Industry analysts also wonder whether PIMCO's $250 billion Total Return Fund, the world's largest bond fund, is such a behemoth that Gross sometimes has to swing for the fences to generate the kind of returns investors have come to expect.Think about this for a minute. It may seem very natural to you that people who pay large fees to a company to manage their wealth should expect that company to earn them a higher return than they would earn if they just stuck their money in a low-fee index fund.
But does this expectation make sense in the long run? Suppose you gave $1M of your money to a hedge fund with an awesome brilliant manager who was incredibly talented at picking bonds that were going to go up in price. Soon your money doubles to $2M, then to $4M, even as the average bond price goes up only a little bit. You keep your money invested with the same manager (paying the same high fee), assuming that he will continue to double your money in the same amount of time, again and again. But as the manager accumulates a bigger and bigger share of the total bond market, it becomes harder for him to beat the market average.
To see this, just imagine if your hedge fund manager did so well that pretty soon he was managing the wealth of every bond investor. In that case, it will be impossible for him to beat the market, because he is the market, literally. So it makes no sense to expect the same excess return (i.e. the same percentage points of market-beating performance) year after year.

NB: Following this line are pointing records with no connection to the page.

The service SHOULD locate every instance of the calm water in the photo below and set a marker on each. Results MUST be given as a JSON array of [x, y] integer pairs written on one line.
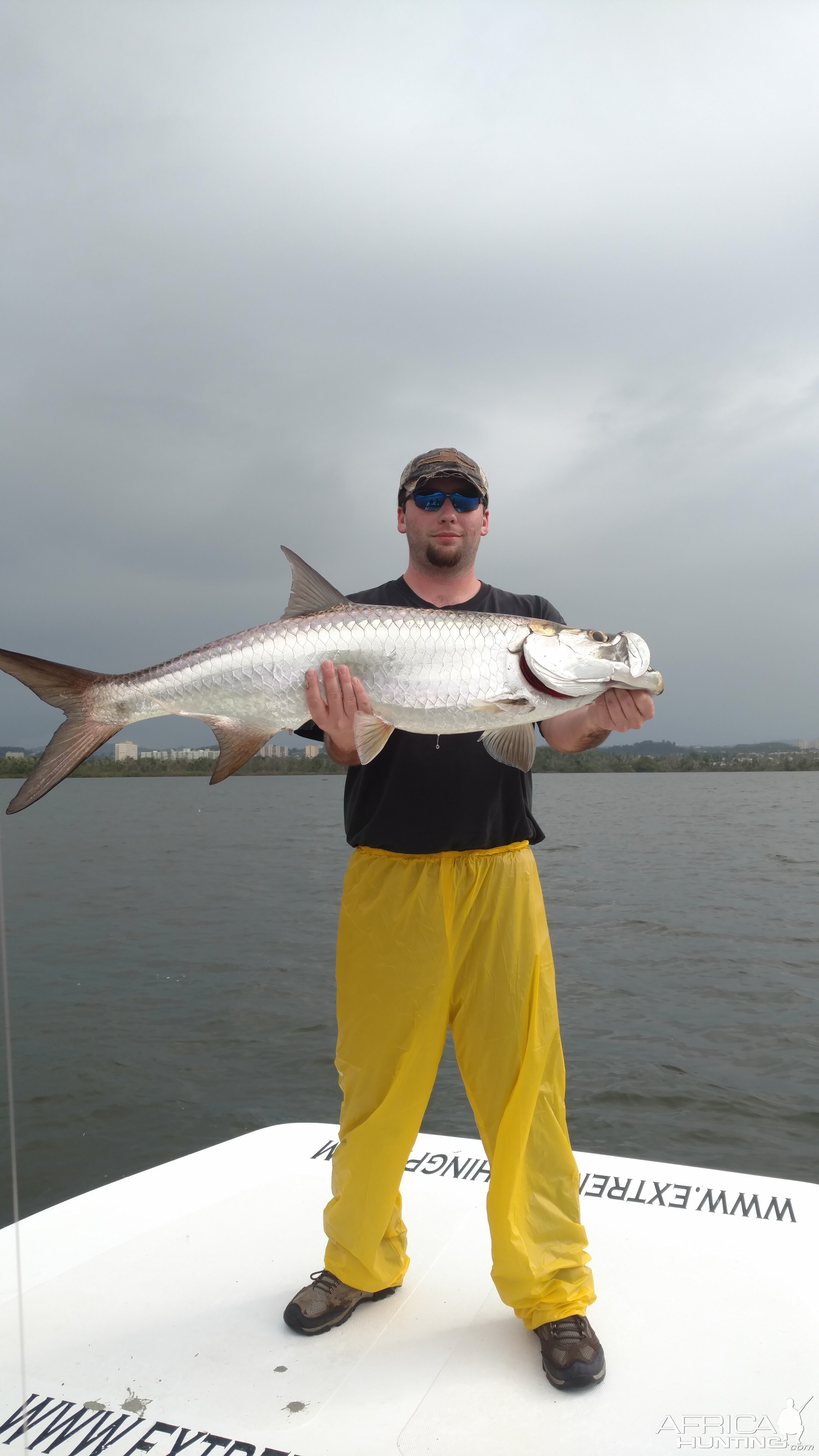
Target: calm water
[[171, 954]]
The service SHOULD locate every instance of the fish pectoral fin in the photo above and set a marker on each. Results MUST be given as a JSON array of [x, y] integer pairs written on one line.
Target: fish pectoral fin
[[371, 736], [512, 746], [310, 592], [499, 705], [237, 742]]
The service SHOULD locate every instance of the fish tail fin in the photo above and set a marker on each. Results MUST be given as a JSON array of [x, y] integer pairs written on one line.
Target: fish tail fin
[[65, 688]]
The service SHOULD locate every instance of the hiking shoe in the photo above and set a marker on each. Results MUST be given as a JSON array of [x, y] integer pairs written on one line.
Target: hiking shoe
[[573, 1356], [326, 1302]]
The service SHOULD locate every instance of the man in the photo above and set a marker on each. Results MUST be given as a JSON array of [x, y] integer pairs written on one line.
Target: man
[[442, 924]]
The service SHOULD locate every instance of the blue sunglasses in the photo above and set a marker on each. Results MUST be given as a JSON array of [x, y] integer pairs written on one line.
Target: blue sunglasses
[[433, 500]]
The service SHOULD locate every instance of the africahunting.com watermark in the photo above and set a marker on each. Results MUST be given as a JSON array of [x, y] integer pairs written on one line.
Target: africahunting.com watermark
[[739, 1433]]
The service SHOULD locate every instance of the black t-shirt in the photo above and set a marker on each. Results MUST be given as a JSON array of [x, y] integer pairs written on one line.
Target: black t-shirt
[[423, 794]]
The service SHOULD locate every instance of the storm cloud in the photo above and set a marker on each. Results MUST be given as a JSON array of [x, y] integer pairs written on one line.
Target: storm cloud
[[257, 255]]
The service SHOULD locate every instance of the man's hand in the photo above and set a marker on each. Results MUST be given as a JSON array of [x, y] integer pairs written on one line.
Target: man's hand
[[344, 698], [615, 711]]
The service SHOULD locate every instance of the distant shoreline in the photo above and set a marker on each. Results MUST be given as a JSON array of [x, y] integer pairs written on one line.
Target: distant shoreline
[[546, 762]]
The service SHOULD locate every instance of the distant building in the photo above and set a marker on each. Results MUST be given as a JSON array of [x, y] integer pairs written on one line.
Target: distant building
[[178, 755]]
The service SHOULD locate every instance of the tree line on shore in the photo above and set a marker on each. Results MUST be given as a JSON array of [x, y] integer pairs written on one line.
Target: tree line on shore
[[547, 761]]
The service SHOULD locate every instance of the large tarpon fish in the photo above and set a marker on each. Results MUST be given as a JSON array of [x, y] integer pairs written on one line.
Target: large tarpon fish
[[425, 670]]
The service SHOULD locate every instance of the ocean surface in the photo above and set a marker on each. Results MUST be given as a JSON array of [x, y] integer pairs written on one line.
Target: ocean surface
[[171, 961]]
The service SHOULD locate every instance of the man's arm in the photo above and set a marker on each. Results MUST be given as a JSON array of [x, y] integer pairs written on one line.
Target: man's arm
[[615, 711]]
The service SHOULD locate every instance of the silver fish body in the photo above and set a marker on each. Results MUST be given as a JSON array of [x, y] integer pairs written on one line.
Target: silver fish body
[[423, 670], [438, 672]]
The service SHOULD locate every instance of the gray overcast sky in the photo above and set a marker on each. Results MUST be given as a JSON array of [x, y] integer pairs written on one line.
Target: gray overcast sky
[[256, 255]]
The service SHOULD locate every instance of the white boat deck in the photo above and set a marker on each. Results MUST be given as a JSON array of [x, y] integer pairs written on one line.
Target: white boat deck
[[156, 1304]]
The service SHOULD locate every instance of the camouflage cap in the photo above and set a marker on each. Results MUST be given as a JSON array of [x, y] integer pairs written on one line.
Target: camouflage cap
[[441, 462]]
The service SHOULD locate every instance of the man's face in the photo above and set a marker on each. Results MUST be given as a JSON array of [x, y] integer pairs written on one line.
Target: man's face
[[447, 538]]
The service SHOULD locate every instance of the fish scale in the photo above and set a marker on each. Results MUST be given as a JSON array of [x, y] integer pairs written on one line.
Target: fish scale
[[425, 670]]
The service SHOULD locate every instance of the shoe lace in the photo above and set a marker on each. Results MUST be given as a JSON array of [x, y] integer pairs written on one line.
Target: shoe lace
[[569, 1331], [323, 1279]]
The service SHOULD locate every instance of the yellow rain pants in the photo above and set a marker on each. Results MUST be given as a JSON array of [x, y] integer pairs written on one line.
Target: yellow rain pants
[[455, 938]]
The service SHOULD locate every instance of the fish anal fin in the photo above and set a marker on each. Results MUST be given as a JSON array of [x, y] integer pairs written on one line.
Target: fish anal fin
[[371, 736], [512, 746], [72, 743], [310, 592], [237, 742]]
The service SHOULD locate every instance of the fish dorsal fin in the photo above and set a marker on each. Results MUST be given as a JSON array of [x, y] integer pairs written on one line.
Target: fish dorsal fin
[[310, 592], [512, 746]]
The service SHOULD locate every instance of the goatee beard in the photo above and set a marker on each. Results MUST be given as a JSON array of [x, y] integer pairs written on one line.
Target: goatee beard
[[445, 555]]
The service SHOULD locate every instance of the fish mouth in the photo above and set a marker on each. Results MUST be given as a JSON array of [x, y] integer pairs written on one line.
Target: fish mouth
[[535, 682]]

In your intro finance textbook, you will learn that various investments have various different expected rates of return. These expected rates of return may vary randomly, but they are not believed to decrease over time. Does that contradict what I just told you?

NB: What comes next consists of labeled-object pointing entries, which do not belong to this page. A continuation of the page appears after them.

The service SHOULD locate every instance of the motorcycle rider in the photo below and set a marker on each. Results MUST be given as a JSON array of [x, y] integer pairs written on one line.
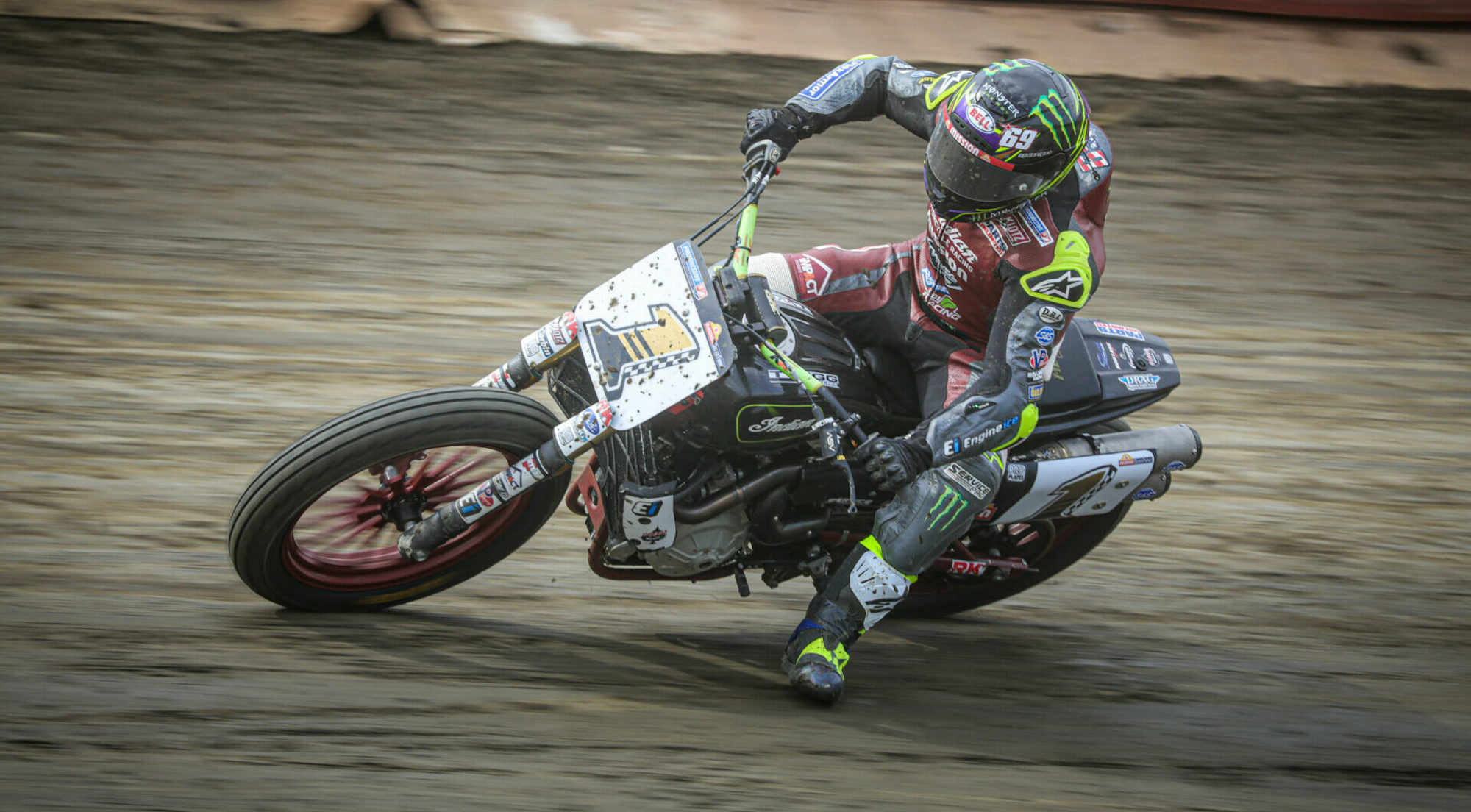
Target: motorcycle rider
[[1017, 179]]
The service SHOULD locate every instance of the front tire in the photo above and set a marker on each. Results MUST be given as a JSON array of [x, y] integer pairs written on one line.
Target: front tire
[[316, 529]]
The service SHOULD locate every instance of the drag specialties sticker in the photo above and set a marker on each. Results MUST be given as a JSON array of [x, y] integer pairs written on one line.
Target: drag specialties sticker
[[583, 429], [969, 482]]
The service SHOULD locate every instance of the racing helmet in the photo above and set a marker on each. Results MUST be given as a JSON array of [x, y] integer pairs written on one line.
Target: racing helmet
[[1008, 136]]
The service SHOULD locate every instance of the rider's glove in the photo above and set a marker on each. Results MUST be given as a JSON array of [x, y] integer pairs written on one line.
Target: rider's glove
[[894, 463], [779, 126]]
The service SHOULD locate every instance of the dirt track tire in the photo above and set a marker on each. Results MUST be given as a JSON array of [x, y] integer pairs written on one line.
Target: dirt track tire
[[936, 596], [467, 430]]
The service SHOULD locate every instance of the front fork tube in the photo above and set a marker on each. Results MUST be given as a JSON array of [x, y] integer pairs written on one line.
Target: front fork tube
[[571, 439], [541, 351]]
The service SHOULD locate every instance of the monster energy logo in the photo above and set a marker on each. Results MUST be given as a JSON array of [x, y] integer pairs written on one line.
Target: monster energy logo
[[1058, 121], [948, 508]]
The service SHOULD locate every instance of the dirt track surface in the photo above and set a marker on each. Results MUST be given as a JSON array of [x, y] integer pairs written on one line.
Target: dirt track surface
[[210, 245]]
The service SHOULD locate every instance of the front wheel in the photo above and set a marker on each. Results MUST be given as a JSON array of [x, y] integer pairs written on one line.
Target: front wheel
[[318, 527]]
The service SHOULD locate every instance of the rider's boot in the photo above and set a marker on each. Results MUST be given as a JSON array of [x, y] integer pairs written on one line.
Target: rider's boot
[[910, 535]]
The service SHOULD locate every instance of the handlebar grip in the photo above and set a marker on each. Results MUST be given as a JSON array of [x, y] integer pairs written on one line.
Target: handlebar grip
[[763, 311]]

No, it doesn't. It's theoretically possible for stocks to go up by, say, 3% a year more than bonds forever and ever (or at least for a very very long time). Comparing one asset class to another is different than comparing one asset to the average performance of its asset class. To see this, note that it's possible for Apple stock to earn a 5% higher return than RIM stock forever, but it's not possible for Apple stock to earn a 5% higher return than the average of Apple and RIM stock forever, since eventually Apple will dominate the average.

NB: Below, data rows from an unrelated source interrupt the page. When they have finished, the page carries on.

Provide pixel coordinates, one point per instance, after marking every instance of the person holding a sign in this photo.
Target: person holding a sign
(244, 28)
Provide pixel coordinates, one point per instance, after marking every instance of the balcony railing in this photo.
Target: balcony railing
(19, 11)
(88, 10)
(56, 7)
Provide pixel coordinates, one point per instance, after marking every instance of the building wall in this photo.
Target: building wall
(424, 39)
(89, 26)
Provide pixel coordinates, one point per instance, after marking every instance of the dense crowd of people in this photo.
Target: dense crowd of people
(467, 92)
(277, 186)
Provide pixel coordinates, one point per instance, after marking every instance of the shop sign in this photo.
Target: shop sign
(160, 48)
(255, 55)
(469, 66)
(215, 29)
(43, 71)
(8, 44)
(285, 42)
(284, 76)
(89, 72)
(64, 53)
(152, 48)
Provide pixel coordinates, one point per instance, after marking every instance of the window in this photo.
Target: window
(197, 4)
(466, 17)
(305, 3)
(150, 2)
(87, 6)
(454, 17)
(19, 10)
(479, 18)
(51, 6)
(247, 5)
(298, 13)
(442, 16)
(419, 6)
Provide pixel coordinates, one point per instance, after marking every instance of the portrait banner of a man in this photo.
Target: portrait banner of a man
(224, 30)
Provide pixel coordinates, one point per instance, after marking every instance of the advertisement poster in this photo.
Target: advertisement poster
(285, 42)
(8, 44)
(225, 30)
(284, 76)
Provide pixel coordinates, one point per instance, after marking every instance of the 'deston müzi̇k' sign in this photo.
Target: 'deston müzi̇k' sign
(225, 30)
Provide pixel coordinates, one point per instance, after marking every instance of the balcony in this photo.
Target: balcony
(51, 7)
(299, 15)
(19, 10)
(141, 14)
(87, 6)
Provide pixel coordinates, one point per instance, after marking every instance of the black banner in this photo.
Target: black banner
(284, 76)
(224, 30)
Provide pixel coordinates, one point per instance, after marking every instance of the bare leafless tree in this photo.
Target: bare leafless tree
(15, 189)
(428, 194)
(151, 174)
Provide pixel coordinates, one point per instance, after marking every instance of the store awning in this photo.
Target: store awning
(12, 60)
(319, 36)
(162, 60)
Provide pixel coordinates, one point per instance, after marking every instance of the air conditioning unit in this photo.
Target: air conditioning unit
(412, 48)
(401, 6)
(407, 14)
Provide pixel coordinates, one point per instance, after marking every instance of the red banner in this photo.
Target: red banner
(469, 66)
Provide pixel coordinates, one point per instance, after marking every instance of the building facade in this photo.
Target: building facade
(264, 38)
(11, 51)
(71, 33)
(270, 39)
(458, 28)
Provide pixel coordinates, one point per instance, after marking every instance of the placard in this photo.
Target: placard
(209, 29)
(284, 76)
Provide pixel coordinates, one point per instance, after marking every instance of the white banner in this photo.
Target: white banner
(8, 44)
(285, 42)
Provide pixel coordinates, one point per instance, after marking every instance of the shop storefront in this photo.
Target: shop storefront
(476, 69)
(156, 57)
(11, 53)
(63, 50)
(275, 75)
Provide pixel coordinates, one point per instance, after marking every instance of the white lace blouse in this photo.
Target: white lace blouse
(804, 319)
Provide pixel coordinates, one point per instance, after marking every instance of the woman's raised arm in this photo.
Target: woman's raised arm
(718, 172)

Note that this is not Efficient Markets theory. This is just arithmetic. But the more "efficient" markets are, the quicker it will become impossible to beat the average as you grow in size, because the available mispricings that you can exploit to get excess returns will be more limited.
So here's the lesson: if investors "expect" an asset management company to beat a comparable index fund by the same number of percentage points year in and year out, they will be disappointed, because the company will soon get so big that it is almost indistinguishable from an index fund (except that it will have higher fees). Such fixed expectations of excess returns are not rational. But if investors do have such expectations, asset managers will have an incentive to accept greater and greater risk in order to have a chance of holding onto their clients. This is exactly what that article says is happening with PIMCO.